Il 21 settembre la celebrazione. Flavio Lotti: «La gravità della situazione esige nuova consapevolezza». Proposta di dedicare la Giornata alle vittime della guerra

21 settembre, Giornata internazionale della pace. Dalla Tavola della pace, la Rete della Perugia-Assisi e il Coordinamento nazionale degli enti locali per la pace e i diritti umani arriva l’appello a celebrarla con un minuto di silenzio. L’obiettivo: riflettere sul dramma che spinge tanti a scappare da guerra, violenza e miseria, ma anche condividere idee e progetti per «poter fare qualcosa per la pace». L’Onu, si legge in una nota diffusa dalla Tavola della pace, «invita tutti i cittadini del mondo a rinnovare il proprio impegno a vivere in armonia come membri di un’unica famiglia umana». Raccogliendo questo appello, insieme alla Rete della Perugia-Assisi e al Coordinamento nazionale degli enti locali per la pace e i diritti umani «proponiamo di dedicare il 21 settembre a tutti i bambini, le donne e gli uomini che hanno perso la vita a causa della guerra, della miseria e della violenza e ai sopravvissuti che soffrono ogni giorno le conseguenze di questi drammi».

Il coordinatore della Tavola Flavio Lotti ricorda le immagini delle cronache più recenti, dai respingimenti in Ungheria alla morte dei tanti che «non ce l’hanno fatta ad attraversare mari, deserti e frontiere». Come il piccolo Aylan, 3 anni, trovato morto sulle coste della Turchia. «Contro il cinismo e l’indifferenza, se la parola pace è ancora capace di suscitare in noi un’emozione – riflette -, lunedì 21 possiamo, anzi dobbiamo, fare qualcosa». Scambiando idee e progetti, come già avviene tra insegnanti, amministratori locali e cittadini. «In molte scuole – riferisce il coordinatore della Tavola – si parlerà dei progetti di pace da realizzare nel nuovo anno scolastico. Per alcuni sarà l’occasione per dare avvio ad un vero e proprio laboratorio della cultura della pace ispirato al programma nazionale di educazione alla cittadinanza democratica “Pace, fraternità e dialogo. Sui passi di Francesco”».

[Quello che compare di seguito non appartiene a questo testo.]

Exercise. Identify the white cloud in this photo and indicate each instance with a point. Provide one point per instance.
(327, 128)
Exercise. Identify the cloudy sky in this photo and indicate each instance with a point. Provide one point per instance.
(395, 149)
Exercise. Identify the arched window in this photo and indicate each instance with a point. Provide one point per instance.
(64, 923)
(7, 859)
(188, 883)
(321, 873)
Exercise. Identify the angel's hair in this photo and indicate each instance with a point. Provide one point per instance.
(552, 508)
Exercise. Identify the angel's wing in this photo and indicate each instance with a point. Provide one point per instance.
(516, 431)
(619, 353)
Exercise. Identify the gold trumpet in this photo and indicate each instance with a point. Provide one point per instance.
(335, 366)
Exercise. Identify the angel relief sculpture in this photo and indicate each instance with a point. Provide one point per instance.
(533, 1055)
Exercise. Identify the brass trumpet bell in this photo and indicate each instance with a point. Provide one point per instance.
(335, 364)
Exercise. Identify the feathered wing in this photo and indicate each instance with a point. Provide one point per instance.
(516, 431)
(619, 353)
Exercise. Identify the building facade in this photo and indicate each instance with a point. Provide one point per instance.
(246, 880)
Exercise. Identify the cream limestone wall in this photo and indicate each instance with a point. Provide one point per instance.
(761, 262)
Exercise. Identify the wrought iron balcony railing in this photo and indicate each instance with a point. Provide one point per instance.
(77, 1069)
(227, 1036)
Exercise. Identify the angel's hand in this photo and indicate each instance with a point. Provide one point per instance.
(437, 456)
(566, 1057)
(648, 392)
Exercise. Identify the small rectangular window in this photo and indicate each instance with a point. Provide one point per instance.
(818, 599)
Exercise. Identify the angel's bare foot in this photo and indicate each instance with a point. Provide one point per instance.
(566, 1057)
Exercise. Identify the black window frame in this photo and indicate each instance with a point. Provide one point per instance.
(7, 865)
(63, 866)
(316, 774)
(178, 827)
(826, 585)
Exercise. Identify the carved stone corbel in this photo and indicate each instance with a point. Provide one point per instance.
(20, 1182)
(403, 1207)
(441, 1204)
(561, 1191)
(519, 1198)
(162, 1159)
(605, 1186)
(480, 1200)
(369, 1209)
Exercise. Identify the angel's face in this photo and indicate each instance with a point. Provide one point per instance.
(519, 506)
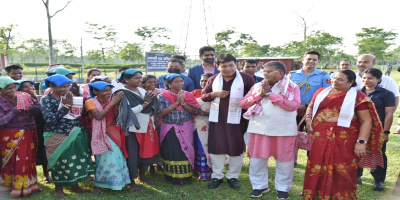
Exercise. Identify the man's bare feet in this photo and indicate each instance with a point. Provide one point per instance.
(142, 179)
(77, 189)
(97, 190)
(153, 171)
(135, 188)
(59, 192)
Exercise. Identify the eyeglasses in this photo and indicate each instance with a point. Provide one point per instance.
(269, 72)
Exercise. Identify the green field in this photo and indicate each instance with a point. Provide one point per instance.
(198, 189)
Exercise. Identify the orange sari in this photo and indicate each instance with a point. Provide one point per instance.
(331, 171)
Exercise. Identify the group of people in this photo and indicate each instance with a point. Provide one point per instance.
(113, 130)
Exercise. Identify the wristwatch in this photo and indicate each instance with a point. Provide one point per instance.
(362, 141)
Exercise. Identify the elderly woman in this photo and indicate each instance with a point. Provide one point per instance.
(202, 163)
(149, 83)
(108, 139)
(346, 134)
(176, 135)
(385, 104)
(18, 145)
(272, 106)
(67, 145)
(29, 87)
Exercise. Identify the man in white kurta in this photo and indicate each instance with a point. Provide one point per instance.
(272, 108)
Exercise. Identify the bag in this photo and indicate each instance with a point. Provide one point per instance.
(304, 140)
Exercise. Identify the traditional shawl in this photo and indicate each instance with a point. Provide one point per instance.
(188, 97)
(126, 117)
(347, 111)
(286, 90)
(236, 93)
(99, 143)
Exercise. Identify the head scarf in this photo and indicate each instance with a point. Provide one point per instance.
(128, 71)
(6, 81)
(55, 66)
(98, 78)
(171, 76)
(100, 85)
(59, 70)
(23, 81)
(57, 79)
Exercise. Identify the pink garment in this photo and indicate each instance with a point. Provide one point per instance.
(86, 93)
(184, 133)
(24, 100)
(212, 70)
(264, 146)
(48, 90)
(100, 143)
(253, 98)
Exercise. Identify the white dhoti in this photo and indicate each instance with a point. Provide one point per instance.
(259, 174)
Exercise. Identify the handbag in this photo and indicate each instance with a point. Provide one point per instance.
(304, 140)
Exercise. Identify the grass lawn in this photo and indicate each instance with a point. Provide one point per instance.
(198, 189)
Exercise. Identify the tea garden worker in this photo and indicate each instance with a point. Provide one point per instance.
(227, 126)
(67, 144)
(272, 106)
(17, 145)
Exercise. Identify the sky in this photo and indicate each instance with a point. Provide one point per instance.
(268, 21)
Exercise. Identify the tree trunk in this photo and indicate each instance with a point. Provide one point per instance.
(51, 51)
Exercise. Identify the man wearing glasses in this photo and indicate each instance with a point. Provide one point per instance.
(309, 79)
(207, 55)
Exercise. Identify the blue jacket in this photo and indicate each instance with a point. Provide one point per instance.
(195, 73)
(188, 86)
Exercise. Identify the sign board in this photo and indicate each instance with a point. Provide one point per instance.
(157, 62)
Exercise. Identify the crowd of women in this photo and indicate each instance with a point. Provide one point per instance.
(110, 134)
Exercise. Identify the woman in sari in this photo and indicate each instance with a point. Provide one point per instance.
(136, 112)
(67, 145)
(29, 87)
(108, 139)
(18, 140)
(202, 162)
(149, 83)
(176, 135)
(346, 134)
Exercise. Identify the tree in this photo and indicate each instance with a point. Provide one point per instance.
(230, 41)
(375, 41)
(326, 44)
(153, 35)
(36, 48)
(131, 52)
(49, 17)
(104, 34)
(6, 39)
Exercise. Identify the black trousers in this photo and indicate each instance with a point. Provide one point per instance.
(380, 173)
(134, 161)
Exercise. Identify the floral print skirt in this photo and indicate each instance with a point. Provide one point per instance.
(111, 169)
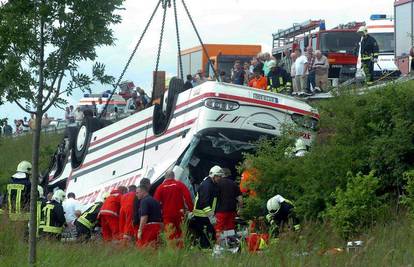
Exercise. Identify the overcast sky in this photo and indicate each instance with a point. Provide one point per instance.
(218, 21)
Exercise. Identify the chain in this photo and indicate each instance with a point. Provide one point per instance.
(159, 49)
(131, 57)
(201, 41)
(180, 61)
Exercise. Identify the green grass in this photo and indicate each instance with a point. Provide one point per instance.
(389, 244)
(14, 150)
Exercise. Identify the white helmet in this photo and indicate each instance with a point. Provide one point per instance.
(216, 171)
(273, 204)
(272, 64)
(59, 195)
(300, 145)
(40, 191)
(363, 29)
(25, 167)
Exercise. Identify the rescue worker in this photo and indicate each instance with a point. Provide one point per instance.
(136, 219)
(278, 79)
(41, 203)
(150, 224)
(229, 199)
(126, 214)
(281, 212)
(87, 221)
(204, 207)
(18, 192)
(52, 219)
(369, 54)
(109, 214)
(175, 199)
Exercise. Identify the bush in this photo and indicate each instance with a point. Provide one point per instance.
(358, 134)
(357, 206)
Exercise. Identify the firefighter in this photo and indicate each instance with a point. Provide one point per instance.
(369, 54)
(204, 207)
(150, 224)
(280, 213)
(41, 203)
(87, 221)
(175, 199)
(229, 199)
(18, 192)
(126, 214)
(278, 79)
(52, 219)
(109, 214)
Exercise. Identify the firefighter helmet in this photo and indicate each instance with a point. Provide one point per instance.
(272, 64)
(300, 145)
(273, 205)
(24, 166)
(40, 191)
(363, 29)
(59, 195)
(216, 171)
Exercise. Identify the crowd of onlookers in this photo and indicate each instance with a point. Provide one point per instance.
(22, 126)
(296, 73)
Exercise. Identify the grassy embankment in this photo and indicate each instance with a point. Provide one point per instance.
(389, 240)
(385, 245)
(14, 150)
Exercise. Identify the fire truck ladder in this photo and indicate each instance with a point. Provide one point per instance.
(287, 36)
(165, 4)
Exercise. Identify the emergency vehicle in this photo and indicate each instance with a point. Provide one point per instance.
(339, 45)
(191, 131)
(381, 27)
(404, 33)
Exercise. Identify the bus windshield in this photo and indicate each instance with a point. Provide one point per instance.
(339, 42)
(385, 41)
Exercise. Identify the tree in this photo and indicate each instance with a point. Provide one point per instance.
(42, 43)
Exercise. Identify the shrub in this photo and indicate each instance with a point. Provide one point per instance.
(357, 206)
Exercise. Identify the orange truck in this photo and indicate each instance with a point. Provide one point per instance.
(222, 57)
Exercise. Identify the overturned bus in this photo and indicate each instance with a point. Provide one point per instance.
(192, 130)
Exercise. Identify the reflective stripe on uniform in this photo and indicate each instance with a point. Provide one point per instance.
(84, 221)
(18, 188)
(204, 212)
(45, 224)
(108, 212)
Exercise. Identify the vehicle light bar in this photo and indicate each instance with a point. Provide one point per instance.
(219, 104)
(378, 17)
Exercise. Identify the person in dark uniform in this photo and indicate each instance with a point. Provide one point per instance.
(204, 206)
(87, 221)
(150, 225)
(281, 213)
(369, 54)
(52, 219)
(18, 192)
(278, 79)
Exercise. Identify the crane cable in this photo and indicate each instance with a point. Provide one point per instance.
(130, 58)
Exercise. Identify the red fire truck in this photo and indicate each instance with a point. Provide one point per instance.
(339, 44)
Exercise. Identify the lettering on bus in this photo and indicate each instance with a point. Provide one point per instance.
(265, 98)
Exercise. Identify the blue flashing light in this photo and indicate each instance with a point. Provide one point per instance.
(378, 17)
(322, 26)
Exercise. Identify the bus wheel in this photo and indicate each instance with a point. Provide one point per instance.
(81, 143)
(163, 114)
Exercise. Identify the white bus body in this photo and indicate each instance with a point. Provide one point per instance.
(211, 124)
(381, 27)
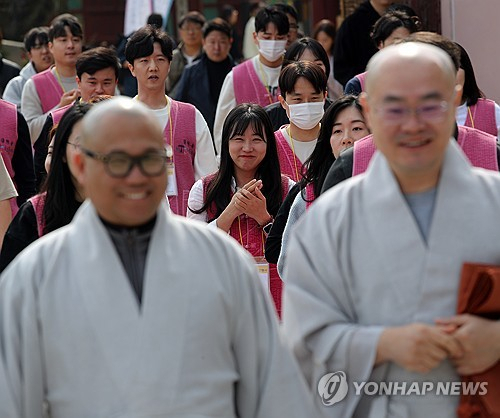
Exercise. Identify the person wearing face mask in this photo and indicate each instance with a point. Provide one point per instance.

Una crisi, quella dei rifugiati, che «non lascia spazio a ipocrisie e ambiguità», dichiara ancora Lotti, riflettendo sulle sfide aperte dal fenomeno migratorio per l’Europa e non solo. «Non li vogliamo aiutare a casa loro. Non li vogliamo proteggere quando sono in pericolo. Non li vogliamo accogliere a casa nostra. Ma siamo tutti per la pace. Com’è possibile?». La «gravità» della situazione, rileva, «esige una nuova consapevolezza». All’orizzonte, l’appuntamento del 25 settembre, quando Francesco incontrerà i capi di Stato di tutto il mondo, a New York per la 70ma assemblea generale delle Nazioni Unite. Tra coloro che applaudiranno il suo appello a riunire la famiglia umana, conclude Lotti, «ci sono i governi che nelle scorse settimane, a Ginevra, hanno impedito l’approvazione della risoluzione che avrebbe iscritto la pace tra i diritti umani fondamentali della persona e dei popoli. Un fatto che nell’immediato non avrebbe certamente salvato la vita di nessuno ma che avrebbe contribuito a innalzare l’unico muro di cui abbiamo veramente bisogno: quello contro il caos e il disumanesimo dilagante».